If I wanted to use a custom cost function (like perplexity but a more sophisticated model), where would I put that in the code to extend the product so that I can optimize for that cost function instead of optimizing for perplexity or the BLEU score?
Evaluators are only used to compute a validation score, not the cost function as used during the training.
To change the cost function, you need to provide a
Criterion. See for example:
It only works at the timestep level and not the sequence level as of now.

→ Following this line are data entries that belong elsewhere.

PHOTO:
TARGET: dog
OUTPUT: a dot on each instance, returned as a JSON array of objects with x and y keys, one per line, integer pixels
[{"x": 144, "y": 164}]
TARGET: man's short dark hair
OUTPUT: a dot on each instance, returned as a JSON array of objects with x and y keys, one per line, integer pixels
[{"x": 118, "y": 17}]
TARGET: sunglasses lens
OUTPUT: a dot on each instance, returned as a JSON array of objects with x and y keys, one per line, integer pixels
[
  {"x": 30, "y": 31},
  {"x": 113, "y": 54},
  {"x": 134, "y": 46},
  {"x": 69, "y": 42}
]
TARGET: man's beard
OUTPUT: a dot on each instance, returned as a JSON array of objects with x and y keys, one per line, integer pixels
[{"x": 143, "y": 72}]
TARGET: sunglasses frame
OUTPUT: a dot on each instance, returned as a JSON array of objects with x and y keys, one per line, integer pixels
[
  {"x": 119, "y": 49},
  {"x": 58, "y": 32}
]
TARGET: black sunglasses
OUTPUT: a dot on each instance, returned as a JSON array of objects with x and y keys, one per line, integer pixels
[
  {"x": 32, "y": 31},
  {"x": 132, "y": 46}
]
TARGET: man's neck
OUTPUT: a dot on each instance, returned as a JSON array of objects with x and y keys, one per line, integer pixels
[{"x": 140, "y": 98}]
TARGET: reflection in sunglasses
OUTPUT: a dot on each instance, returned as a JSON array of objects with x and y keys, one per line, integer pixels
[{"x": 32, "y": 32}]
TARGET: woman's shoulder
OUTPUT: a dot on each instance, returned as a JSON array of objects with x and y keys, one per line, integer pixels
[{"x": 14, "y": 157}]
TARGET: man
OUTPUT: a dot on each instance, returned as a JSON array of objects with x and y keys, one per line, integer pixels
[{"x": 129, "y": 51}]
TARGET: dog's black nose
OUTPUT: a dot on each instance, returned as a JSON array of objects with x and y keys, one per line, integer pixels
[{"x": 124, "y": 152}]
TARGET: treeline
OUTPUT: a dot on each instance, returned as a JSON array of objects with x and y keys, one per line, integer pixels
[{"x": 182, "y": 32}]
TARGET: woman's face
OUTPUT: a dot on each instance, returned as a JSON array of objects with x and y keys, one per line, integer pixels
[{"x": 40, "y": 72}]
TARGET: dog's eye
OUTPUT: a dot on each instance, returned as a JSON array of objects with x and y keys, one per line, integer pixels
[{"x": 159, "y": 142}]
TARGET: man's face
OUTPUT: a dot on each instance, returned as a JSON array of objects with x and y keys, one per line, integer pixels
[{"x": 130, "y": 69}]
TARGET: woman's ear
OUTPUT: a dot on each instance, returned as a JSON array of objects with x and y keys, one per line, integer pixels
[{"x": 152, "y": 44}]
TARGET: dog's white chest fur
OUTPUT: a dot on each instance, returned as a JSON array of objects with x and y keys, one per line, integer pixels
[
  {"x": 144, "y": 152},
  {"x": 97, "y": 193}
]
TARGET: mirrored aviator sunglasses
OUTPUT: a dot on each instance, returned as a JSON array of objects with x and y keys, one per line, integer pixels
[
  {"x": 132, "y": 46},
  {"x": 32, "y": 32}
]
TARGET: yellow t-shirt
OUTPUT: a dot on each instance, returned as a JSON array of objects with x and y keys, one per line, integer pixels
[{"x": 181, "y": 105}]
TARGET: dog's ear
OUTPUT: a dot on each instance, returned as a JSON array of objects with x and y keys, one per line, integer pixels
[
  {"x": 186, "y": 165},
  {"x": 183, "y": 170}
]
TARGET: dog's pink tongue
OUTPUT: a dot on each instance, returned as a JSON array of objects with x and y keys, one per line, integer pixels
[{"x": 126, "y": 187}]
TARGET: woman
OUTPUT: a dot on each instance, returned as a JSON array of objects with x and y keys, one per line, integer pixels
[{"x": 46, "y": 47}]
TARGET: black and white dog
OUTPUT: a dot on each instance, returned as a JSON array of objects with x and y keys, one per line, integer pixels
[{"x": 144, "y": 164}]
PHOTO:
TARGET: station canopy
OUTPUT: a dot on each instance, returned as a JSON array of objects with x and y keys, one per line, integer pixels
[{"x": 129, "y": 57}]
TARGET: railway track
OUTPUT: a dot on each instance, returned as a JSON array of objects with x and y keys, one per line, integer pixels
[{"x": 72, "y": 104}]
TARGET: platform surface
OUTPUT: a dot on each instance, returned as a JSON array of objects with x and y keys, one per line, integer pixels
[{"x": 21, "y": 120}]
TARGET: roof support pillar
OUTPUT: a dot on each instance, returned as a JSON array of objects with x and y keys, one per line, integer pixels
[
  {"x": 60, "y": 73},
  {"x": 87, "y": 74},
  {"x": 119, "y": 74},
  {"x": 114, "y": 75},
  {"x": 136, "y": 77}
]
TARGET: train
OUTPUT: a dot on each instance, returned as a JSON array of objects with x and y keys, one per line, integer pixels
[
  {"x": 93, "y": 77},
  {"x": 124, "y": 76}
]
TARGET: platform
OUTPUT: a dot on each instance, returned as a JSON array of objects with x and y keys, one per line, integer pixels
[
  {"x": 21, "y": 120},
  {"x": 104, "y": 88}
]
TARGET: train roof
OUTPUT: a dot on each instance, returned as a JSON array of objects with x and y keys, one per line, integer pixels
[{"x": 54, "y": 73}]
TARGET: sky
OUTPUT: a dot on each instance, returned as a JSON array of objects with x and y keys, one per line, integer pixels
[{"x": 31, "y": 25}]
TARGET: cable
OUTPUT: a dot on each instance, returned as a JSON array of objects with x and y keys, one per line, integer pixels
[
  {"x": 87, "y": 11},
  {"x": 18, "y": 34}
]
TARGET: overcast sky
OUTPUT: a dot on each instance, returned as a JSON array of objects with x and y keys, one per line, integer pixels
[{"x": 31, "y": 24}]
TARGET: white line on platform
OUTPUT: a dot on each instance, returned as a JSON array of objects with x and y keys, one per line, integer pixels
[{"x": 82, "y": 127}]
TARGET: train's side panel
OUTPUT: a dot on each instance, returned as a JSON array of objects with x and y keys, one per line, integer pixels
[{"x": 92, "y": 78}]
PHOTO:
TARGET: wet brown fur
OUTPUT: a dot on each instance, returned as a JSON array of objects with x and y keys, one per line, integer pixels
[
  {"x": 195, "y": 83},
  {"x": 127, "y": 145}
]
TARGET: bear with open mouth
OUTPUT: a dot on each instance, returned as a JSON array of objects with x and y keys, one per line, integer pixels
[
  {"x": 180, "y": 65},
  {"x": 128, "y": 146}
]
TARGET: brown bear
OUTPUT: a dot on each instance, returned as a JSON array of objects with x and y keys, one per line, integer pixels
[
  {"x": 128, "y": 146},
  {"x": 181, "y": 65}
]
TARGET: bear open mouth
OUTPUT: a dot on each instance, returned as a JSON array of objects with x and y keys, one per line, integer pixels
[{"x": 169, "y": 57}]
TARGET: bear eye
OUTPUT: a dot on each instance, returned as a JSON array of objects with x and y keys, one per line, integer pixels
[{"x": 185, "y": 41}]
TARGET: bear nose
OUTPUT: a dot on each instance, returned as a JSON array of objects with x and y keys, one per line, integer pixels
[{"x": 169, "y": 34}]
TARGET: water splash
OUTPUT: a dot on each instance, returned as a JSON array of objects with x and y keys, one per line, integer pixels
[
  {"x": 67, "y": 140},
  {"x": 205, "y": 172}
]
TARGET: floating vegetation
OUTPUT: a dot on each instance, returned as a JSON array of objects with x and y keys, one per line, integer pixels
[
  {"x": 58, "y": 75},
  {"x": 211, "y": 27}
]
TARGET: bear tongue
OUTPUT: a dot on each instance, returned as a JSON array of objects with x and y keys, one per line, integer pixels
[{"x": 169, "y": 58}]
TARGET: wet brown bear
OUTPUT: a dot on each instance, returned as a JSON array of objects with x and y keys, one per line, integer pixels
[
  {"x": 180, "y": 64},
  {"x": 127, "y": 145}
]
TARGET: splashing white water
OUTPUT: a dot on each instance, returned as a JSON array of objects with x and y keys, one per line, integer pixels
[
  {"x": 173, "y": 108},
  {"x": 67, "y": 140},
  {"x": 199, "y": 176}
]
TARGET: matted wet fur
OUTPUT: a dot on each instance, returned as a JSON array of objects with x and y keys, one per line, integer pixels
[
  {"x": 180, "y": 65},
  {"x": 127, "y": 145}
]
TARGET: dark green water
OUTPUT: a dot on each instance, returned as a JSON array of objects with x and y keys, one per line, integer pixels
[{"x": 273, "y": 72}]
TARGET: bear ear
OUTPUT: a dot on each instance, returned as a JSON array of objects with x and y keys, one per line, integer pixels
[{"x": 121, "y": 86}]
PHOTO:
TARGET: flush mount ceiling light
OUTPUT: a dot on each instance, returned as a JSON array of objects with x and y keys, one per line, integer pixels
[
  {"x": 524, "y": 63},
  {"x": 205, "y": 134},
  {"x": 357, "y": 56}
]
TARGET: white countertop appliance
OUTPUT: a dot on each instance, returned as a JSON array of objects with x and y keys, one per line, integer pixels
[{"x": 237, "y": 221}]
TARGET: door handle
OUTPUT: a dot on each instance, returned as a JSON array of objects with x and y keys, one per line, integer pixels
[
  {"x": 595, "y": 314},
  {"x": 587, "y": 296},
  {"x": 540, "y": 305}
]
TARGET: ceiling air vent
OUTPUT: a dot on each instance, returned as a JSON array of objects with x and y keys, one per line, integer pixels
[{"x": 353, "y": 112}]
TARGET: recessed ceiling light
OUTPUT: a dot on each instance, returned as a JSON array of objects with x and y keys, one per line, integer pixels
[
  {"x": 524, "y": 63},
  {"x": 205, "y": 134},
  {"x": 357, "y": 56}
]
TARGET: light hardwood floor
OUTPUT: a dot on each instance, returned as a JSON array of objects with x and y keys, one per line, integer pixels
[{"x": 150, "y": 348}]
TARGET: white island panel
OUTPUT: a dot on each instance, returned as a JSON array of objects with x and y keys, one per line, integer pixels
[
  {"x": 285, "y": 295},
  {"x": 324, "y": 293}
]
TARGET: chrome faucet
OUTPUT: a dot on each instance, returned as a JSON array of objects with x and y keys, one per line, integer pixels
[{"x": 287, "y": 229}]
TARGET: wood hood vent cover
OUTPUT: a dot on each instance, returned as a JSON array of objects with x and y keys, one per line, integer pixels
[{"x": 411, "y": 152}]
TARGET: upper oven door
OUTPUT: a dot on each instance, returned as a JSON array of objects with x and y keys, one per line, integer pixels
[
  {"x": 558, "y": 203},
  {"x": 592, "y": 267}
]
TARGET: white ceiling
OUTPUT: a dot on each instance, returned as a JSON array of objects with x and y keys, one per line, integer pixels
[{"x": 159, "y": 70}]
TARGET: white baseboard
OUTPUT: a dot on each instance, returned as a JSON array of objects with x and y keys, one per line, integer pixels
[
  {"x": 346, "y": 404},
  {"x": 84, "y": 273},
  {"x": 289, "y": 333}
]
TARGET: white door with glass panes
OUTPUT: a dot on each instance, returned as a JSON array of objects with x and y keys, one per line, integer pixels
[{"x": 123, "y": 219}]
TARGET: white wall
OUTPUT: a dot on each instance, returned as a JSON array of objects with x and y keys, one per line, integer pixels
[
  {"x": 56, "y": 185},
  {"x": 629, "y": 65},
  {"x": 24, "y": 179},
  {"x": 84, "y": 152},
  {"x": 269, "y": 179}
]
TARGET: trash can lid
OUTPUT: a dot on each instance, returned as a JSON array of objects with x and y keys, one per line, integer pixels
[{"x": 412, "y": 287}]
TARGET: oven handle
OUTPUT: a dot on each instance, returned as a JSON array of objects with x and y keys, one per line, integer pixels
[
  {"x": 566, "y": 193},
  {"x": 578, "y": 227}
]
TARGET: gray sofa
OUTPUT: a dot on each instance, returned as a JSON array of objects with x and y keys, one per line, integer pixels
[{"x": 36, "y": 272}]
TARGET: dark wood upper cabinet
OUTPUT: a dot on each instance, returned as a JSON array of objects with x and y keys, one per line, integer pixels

As I’m looking through the code for the Criterion and ParallelClassNLLCriterion classes, as well as the implementation you referenced, it appears that it’s deferring the logic for the cost function to the decoder. Is that correct?
So, would I need to define a new criterion that would override this behavior and actually define the logic in the forward step? And if so, does Torch provide the autograd features that are available in PyTorch? Because if they are, then my understanding is that as long as I can represent my cost function purely with matrix math (which should be easy to do), it should leverage the autograd features so that I wouldn’t also need to define the backward function. But does Torch provide the autograd features that are available in PyTorch?
yes - for the moment, the criterion is called in the backward pass of the decoder.
you should keep the same logic.
Torch does not provide the autograd so you need to implement
updateGradInput in the class - it is a little overhead, but in most case very straight.